The wind quickly decreased but continued blowing at better than 20 knots for another three hours, and visibility remained near nil. During that time, I utilized radar and loran (this was 1982, before GPS). I was always aware of my position and was able to maneuver around Montauk Point and into calm water. Eventually, we made it safely into the inlet, which opens to the north and is thus protected from a southwest blow.
While that particular storm was unusual, the tactics I followed would be appropriate for more conventional storms. First, I made it my business to know my exact position. Then, I carefully weighed the pros and cons of trying to outrun the storm to get to a safer place. The desire to get home at any cost has, over the years, been responsible for the loss of life and equipment.
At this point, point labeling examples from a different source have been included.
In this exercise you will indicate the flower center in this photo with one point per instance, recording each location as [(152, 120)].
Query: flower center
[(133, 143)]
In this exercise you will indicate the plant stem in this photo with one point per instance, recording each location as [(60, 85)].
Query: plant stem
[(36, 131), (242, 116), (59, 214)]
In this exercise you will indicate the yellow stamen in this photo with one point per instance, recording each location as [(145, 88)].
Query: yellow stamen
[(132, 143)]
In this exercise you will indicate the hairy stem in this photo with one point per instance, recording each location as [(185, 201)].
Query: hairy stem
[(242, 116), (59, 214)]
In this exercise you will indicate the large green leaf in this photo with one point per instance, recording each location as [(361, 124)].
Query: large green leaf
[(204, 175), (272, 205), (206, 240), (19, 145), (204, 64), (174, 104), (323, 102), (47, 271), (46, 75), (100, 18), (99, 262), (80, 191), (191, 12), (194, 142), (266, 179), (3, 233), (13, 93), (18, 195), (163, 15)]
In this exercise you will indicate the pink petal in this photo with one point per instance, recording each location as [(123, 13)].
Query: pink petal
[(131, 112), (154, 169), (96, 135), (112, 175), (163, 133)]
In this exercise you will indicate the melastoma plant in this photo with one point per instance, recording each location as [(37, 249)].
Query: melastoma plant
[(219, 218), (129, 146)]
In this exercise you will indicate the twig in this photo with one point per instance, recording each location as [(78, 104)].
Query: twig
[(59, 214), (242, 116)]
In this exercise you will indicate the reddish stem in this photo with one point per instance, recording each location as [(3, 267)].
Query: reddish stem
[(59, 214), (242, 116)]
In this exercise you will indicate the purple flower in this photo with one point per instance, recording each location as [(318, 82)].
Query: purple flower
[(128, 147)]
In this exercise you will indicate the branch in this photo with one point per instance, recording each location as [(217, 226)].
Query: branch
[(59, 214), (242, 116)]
A skipper must consider a number of things when making a decision to ride out a storm or run for home. Many boat owners ask me about lightning. Yes, boats are occasionally hit by lightning, but running from a storm does not reduce the possibility of a strike. And the chance of being hit by lightning, while not a pleasing thought, is relatively remote. The dangers inherent in running from a storm far exceed the chance of a lightning strike.
Handling a boat in a gale is a concern of many skippers too. My advice is to determine how your boat rides most comfortably in storm conditions. If there is a lee shore and you’re concerned about being set too close, place the bow into the weather (usually, a degree or two to port or starboard) so it takes the seas with the least uncomfortable motion. If there is adequate sea room downwind, you can run ahead of the seas — always slow enough for the seas to outrun the boat — to ensure a comfortable ride. The most dangerous course of action is to let the boat exceed the speed of the seas. This can result in loss of control or broaching.
One boat did capsize off Montauk the day that white squall hit, and two other boats were run ashore, although, fortunately, with no serious injuries. There were also a number of Mayday calls on Channel 16, and the majority were from skippers who were unable to transmit their exact position. Back then, determining position wasn’t the GPS-fueled science it is now, which means skippers today have no reason not to be prepared to transmit their exact position at all times.